Marine Corps Air Station beaufort, S.C. --
The Department of Defense is working to protect the identity of service members and DoD employees.
The plan has begun to remove the social security numbers from the Common Access Cards, the U.S. DoD smart card issued as standard identification for active duty and reserve military personnel, civilian employees, non-DoD government employees and state employees of the National Guard and eligible contractor personnel, according to DoD CAC Web site, www.cac.mil.
This proposal is part of an ongoing effort to provide government personnel with the most secure and reliable forms of identification possible, according to the Defense Manpower Data Center Web site www.dmdc.osd.mil/smartcard. The next-generation CAC represents significant strides in contactless technology and heralds a critical step in the evolution of personnel and national security.
The next-generation CAC is more sophisticated than the standard CAC card. It will have increased data storage and memory capacity with an integrated circuit chip, magnetic stripe and contactless capability. It will be the DoD’s solution to the new federal credential, according to the DoD CAC Web site.
The next-generation CAC is safer because it will be used for identification purposes when entering federal buildings and controlled spaces, according to the DoD CAC card Web site.

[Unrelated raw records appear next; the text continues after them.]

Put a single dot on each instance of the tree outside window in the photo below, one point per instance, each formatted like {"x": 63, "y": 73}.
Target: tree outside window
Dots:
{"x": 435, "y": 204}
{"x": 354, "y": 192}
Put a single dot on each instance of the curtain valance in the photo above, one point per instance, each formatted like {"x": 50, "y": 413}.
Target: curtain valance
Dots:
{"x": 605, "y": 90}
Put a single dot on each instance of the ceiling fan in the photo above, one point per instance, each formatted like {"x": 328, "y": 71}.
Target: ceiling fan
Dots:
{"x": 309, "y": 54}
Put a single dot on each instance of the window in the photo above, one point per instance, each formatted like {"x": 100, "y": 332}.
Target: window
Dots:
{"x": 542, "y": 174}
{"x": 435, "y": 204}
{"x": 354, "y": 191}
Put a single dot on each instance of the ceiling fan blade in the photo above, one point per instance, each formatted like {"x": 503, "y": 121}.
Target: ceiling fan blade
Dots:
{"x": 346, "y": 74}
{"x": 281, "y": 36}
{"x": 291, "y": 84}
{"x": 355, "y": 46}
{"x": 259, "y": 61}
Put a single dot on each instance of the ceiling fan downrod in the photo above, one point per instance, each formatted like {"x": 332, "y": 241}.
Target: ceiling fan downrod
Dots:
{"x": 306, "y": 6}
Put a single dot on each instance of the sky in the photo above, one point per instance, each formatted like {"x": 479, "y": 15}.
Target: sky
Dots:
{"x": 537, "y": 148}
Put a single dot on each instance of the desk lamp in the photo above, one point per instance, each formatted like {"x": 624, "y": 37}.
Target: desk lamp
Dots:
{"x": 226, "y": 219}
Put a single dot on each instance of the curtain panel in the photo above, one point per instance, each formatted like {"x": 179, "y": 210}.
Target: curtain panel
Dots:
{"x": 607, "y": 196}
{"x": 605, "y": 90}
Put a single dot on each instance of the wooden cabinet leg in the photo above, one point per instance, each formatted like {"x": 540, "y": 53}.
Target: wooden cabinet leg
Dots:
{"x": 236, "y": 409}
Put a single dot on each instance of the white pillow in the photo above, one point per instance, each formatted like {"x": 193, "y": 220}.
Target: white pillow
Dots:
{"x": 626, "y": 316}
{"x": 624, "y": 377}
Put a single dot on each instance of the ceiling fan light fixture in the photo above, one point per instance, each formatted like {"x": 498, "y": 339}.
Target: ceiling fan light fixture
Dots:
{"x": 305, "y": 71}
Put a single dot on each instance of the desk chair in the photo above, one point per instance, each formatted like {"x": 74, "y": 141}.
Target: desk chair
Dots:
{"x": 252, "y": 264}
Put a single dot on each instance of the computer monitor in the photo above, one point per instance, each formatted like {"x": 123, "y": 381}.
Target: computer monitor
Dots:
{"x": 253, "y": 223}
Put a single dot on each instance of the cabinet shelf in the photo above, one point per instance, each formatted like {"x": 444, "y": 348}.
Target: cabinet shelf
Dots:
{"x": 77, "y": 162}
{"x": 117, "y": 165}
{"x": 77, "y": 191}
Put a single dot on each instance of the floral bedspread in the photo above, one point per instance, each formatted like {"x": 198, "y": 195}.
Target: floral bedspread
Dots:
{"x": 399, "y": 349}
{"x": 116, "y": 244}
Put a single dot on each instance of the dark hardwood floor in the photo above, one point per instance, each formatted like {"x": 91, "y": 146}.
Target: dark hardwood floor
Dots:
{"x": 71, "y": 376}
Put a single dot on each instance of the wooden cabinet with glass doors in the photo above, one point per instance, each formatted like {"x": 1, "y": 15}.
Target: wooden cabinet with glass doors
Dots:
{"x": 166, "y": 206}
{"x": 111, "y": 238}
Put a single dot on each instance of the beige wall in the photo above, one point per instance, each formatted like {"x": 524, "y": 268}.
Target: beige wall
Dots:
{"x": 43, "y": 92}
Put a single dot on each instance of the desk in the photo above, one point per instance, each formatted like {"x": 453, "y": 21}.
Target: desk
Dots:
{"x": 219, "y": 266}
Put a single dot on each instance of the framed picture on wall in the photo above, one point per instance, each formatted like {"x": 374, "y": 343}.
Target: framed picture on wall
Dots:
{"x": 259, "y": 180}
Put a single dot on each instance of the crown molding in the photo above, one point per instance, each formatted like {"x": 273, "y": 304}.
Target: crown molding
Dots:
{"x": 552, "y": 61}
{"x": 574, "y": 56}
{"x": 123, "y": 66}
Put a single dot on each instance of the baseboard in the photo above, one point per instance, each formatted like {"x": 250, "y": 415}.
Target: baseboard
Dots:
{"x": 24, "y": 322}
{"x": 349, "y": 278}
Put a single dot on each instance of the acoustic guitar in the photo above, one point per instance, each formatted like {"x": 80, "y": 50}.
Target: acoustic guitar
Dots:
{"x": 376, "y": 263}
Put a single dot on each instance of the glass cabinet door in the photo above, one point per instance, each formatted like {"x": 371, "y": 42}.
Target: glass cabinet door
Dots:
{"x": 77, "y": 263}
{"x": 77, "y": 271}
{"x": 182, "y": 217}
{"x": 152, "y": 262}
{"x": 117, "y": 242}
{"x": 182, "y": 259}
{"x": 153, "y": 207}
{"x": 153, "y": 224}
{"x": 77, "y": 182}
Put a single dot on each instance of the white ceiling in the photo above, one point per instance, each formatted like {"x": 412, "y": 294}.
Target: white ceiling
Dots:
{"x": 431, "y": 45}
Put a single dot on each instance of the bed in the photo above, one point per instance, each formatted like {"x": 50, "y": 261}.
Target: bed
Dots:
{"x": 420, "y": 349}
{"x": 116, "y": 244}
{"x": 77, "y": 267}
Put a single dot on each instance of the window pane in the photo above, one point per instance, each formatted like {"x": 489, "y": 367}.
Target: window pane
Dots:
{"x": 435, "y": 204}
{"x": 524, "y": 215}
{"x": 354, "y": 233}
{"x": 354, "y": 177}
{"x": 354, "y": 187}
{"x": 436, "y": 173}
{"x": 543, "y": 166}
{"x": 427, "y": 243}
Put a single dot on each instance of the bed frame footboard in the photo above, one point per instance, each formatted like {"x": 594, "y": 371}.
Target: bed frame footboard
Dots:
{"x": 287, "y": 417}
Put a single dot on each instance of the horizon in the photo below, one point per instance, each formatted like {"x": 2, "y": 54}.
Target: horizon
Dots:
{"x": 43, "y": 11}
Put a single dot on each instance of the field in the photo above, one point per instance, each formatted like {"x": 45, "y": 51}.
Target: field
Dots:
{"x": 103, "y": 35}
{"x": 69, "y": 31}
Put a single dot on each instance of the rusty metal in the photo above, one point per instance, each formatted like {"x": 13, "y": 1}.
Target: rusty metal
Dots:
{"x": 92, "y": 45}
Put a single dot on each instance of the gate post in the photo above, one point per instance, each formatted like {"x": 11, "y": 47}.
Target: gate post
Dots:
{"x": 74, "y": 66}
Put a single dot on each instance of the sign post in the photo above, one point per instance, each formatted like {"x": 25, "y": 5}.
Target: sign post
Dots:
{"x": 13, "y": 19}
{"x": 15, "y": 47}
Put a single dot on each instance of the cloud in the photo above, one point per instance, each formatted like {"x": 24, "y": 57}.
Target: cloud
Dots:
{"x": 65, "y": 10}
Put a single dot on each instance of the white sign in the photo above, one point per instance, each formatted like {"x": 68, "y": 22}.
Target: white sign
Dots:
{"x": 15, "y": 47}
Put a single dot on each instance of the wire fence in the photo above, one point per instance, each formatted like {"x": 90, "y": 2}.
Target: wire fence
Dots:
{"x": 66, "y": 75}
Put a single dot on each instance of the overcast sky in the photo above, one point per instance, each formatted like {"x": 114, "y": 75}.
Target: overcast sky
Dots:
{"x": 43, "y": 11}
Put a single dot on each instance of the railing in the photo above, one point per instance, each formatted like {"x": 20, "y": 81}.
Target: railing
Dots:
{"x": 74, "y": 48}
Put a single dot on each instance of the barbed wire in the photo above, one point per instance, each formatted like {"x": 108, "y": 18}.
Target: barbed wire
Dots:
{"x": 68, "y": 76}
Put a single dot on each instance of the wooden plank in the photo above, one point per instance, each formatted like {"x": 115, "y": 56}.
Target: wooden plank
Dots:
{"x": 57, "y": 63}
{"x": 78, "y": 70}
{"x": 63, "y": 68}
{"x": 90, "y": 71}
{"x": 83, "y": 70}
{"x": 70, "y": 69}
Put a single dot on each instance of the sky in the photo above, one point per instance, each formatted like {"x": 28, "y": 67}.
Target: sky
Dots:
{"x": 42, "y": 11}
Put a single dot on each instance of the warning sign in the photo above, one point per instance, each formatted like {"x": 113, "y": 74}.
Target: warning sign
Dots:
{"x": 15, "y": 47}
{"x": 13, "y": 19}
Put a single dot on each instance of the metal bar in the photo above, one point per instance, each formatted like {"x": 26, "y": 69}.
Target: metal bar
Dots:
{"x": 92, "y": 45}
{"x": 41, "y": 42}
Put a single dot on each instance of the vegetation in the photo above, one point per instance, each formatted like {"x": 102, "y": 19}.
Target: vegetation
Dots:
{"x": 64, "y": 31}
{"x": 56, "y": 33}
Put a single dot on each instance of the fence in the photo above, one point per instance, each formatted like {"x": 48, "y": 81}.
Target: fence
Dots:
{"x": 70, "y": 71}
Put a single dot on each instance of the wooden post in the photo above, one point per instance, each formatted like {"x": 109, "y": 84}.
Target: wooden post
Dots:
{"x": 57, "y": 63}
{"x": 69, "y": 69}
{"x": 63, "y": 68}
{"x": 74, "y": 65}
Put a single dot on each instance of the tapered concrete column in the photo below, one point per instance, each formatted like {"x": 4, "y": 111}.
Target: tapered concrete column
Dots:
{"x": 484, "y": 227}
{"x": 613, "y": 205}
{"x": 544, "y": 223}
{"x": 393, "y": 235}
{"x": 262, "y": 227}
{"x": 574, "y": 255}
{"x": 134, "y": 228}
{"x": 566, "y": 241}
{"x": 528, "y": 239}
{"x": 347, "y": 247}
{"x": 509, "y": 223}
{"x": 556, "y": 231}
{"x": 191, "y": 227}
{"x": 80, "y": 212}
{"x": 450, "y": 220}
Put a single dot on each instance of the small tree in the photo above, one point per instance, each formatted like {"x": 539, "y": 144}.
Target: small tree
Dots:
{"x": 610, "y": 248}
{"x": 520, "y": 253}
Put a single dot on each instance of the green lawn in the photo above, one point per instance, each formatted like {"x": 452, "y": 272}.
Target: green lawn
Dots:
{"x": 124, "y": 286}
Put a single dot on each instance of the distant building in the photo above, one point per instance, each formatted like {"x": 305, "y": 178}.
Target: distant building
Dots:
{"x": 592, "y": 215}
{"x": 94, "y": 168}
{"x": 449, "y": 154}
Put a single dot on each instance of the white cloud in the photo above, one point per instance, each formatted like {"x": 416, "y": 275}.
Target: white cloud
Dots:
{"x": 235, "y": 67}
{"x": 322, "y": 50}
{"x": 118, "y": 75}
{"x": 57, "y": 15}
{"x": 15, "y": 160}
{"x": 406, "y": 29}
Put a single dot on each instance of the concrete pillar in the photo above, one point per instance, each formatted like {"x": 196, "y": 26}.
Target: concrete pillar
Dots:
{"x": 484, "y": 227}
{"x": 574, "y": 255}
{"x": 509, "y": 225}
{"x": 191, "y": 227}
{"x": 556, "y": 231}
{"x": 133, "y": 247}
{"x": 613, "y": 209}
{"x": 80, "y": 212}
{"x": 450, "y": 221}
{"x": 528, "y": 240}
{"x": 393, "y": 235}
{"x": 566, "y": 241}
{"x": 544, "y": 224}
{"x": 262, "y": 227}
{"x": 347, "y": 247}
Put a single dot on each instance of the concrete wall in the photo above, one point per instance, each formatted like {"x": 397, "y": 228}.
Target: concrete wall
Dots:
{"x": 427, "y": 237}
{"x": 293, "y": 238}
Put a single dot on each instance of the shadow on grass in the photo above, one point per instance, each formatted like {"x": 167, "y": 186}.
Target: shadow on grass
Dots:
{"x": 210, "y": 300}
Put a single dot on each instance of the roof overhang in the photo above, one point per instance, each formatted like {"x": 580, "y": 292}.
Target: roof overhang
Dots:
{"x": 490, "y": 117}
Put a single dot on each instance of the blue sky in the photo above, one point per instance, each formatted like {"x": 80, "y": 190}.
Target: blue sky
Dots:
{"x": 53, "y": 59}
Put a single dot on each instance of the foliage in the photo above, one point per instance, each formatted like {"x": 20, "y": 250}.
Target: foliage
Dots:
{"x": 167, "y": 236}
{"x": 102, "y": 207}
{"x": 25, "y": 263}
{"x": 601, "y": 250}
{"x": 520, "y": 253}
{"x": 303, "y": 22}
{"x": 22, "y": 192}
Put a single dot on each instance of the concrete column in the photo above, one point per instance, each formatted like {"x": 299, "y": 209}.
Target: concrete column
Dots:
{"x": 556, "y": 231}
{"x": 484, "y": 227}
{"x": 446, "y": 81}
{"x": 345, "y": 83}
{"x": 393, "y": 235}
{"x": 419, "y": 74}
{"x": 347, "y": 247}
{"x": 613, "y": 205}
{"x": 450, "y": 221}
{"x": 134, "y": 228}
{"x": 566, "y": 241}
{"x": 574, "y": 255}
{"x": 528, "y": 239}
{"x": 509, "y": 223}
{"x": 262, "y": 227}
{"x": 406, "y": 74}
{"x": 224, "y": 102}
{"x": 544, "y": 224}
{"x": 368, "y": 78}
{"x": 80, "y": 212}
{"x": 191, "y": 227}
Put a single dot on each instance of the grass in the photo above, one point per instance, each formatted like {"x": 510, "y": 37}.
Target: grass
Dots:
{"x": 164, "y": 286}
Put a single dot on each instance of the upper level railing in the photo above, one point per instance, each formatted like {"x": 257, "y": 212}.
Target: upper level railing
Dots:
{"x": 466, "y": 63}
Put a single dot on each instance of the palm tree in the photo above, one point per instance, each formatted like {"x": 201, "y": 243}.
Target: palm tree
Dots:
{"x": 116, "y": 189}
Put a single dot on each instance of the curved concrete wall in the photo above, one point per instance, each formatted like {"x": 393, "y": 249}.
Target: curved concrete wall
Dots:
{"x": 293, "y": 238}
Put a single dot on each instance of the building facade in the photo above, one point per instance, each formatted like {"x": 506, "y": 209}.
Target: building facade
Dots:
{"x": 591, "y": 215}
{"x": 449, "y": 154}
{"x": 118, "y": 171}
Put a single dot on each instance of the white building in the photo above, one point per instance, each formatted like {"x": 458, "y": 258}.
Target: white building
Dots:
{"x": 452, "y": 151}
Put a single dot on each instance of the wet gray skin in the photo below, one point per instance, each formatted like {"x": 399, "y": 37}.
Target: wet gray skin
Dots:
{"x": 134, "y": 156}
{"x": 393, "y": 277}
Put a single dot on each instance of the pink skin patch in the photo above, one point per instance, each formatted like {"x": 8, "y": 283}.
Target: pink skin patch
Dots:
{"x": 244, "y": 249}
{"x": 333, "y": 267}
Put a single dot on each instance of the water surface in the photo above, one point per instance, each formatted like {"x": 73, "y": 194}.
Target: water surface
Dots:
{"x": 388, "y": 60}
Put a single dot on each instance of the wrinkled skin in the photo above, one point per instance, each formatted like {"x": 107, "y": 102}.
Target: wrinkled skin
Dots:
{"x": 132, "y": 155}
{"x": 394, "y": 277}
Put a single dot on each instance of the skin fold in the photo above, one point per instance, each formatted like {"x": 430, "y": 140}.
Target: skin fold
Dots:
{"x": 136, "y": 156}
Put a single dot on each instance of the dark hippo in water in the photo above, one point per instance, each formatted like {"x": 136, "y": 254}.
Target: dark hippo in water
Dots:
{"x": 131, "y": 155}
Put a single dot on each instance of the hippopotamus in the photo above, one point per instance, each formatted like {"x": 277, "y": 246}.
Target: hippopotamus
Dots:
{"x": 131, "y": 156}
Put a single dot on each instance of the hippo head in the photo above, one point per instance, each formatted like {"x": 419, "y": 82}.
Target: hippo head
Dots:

There will also be improved vetting and background check requirements for all cardholders.
“This change is already taking effect on the Air Station,” said Roberta Sanders, a Defense Eligibility Enrollment Reporting System representative aboard Fightertown. “We (DEERS) think this will be a good change in applying more security for service members and their families.”
The plan is broken down into three different phases, according to the Defense Manpower Data Center Web site.
The first phase will consist of removing the social security numbers from service members’ dependants’ cards, which began at the end of the 2008, and replacing them with X’s.
The second phase will be comprised of removing the SSN from all CAC cardholders, slated to take place at the end of 2009. The difference, however, is Geneva Conventions identification cards will retain the last four digits of their SSN.
The third phase of the plan is to remove SSNs from the barcode of the cards, scheduled to take place in 2012.